PORT-AU-PRINCE, Haiti (AP) – Former President Bill Clinton will be named special U.N. envoy to this impoverished Caribbean nation that has been mired in political and social turmoil for decades, his spokesman said Monday.

An official announcement is expected from U.N. Secretary-General Ban Ki-Moon on Tuesday, Clinton spokesman Matt McKenna told The Associated Press.

Clinton is popular among many of Haiti’s poor because as president in 1994, he used the threat of military force to oust a dictatorship in the Caribbean nation.

U.S. Army troops and Marines then quickly arrived to pave the way for the return of elected President Jean-Bertrand Aristide, who had been ousted in a coup.

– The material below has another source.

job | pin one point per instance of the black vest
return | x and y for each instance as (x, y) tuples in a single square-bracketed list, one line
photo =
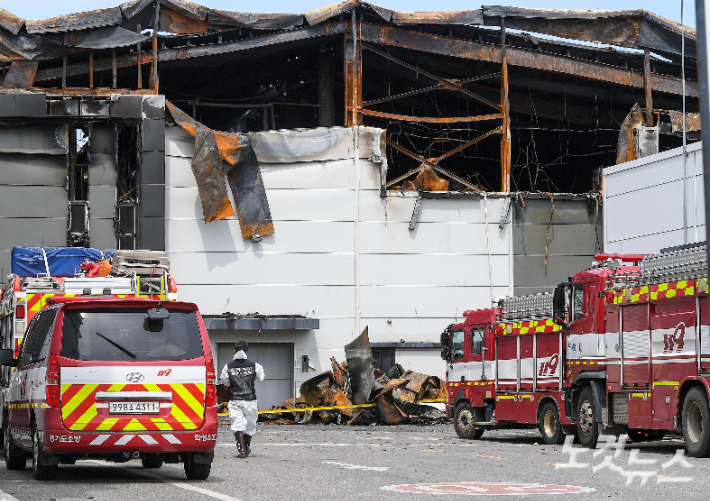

In March, the former U.S. president toured the Haitian capital of Port-au-Prince with the U.N. chief to encourage investment after a year that saw a food crisis, destabilizing riots and four devastating tropical storms.

He also attended an April donors conference in Washington that resulted in pledges of $324 million for Haiti, the Western Hemisphere’s poorest nation.

Because of his marriage to U.S. Secretary of State Hillary Rodham Clinton, State Department lawyers must approve and review some of Clinton’s international activities under an agreement between the U.S. Senate and Clinton Foundation.

Officials said the State Department is aware of the appointment but could not immediately say if its lawyers have signed off on it.

U.N. officials did not immediately comment on the announcement.